The day he was announced as CNN’s new worldwide president, Jeff Zucker and his new boss Turner Broadcasting chairman Phil Kent held a conference call with reporters.

Kent, never one to mince words, said that one of the reasons Time Warner hired Zucker was his experience in morning news.

“It is not lost on any of us that occasionally HLN’s morning show beats CNN’s morning show,” Kent said. “One of the hundred other reasons I wanted [Zucker] was because of his experience in the morning.”

Advertisement

Now, barely a week into his new job, Zucker is planning to shake up the mornings, replacing “Starting Point” with a new program anchored by Chris Cuomo, and possibly another anchor such as Erin Burnett. It is far too soon to speculate about what the new program will look like, but it is worth noting that Cuomo and Burnett have extensive experience in the mornings, although not exactly on the most-watched programs.

Zucker, of course, changed the morning show game when he rose to the top of “Today” in 1992, at the age of 26.

A gifted news programmer, he had an ear for what stories popped with viewers at that hour, and the bond that people at home shared with the hosts. As he rose at NBC, he was humbled, but no one has denied what he did for the Peacock Network in the early hours.

There is arguably no other network more in need of a morning revamp than CNN, which has been slowly losing viewers in the mornings for years. CBS has struggled compared to NBC and ABC, but its “CBS This Morning” is still millions of viewers ahead of its cable competition.

CNN’s troubles began with “American Morning,” which had carved out a niche as a newsy alternative to the likes of “Today” and “Good Morning America” in the early 2000s.
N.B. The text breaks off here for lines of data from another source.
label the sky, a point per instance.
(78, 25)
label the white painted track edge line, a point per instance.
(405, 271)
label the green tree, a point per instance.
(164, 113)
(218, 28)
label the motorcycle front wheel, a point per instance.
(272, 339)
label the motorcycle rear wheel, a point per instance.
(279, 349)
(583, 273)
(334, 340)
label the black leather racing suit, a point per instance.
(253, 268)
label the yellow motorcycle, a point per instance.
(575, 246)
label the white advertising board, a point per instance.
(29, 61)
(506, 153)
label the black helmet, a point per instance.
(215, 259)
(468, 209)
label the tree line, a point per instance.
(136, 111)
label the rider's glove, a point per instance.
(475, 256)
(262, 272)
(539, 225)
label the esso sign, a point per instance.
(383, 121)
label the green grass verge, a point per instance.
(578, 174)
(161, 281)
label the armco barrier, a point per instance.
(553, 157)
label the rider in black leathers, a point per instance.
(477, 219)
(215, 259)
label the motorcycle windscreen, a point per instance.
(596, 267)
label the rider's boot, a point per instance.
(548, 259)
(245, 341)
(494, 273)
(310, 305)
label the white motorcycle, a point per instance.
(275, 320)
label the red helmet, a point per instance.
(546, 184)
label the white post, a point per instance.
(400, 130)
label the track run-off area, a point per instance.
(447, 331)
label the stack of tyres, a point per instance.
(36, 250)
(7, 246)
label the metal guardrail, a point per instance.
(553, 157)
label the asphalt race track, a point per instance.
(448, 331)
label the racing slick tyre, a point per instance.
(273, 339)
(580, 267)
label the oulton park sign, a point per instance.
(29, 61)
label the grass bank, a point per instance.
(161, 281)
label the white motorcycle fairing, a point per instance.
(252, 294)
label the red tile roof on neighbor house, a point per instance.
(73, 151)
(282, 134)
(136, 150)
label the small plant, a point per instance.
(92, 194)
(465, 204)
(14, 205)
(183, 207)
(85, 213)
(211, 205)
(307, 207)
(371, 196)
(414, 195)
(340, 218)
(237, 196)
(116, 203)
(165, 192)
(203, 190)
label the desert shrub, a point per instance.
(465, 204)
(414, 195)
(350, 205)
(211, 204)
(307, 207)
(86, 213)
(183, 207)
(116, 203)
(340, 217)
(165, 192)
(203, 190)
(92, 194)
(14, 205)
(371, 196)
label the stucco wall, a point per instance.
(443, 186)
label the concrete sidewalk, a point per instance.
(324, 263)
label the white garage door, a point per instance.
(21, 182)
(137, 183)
As the way viewers consume news changed, so too did “AM'”s viewership. In 2007, Miles O’Brien and Soledad O’Brien were moved off the show in favor of John Roberts and Kiran Chetry. The duo lasted until 2011, even as the network continued to whittle away viewers in the time period. During that time HLN’s “Morning Express with Robin Meade” began to occasionally top its older sibling in the ratings, as noted by Kent. Ali Velshi, Christine Romans and Carol Costello filled in on “AM,” until CNN announced a revamp of its morning lineup in late 2011, comprised of an early show hosted by Ashleigh Banfield and Zoraida Sambolin and a late show anchored by Soledad O’Brien.

Now a year in, neither program has stopped CNN’s viewership declines in those hours.

That brings us to today, with a new gameplan, a new chief executive and an anchor from a broadcast network. With “Today” and “Good Morning America” firmly entrenched as the soft news/entertainment leaders, CBS as the newsy alternative,  “Morning Joe” as the insidery political show and “Fox & Friends” as the right-leaning populist option, there does not seem to be much wiggle room for CNN.

Zucker and the cable channel he now runs will have to take on at least one of its competitors head-on in a play for their viewers. The only question is the direction the new show takes.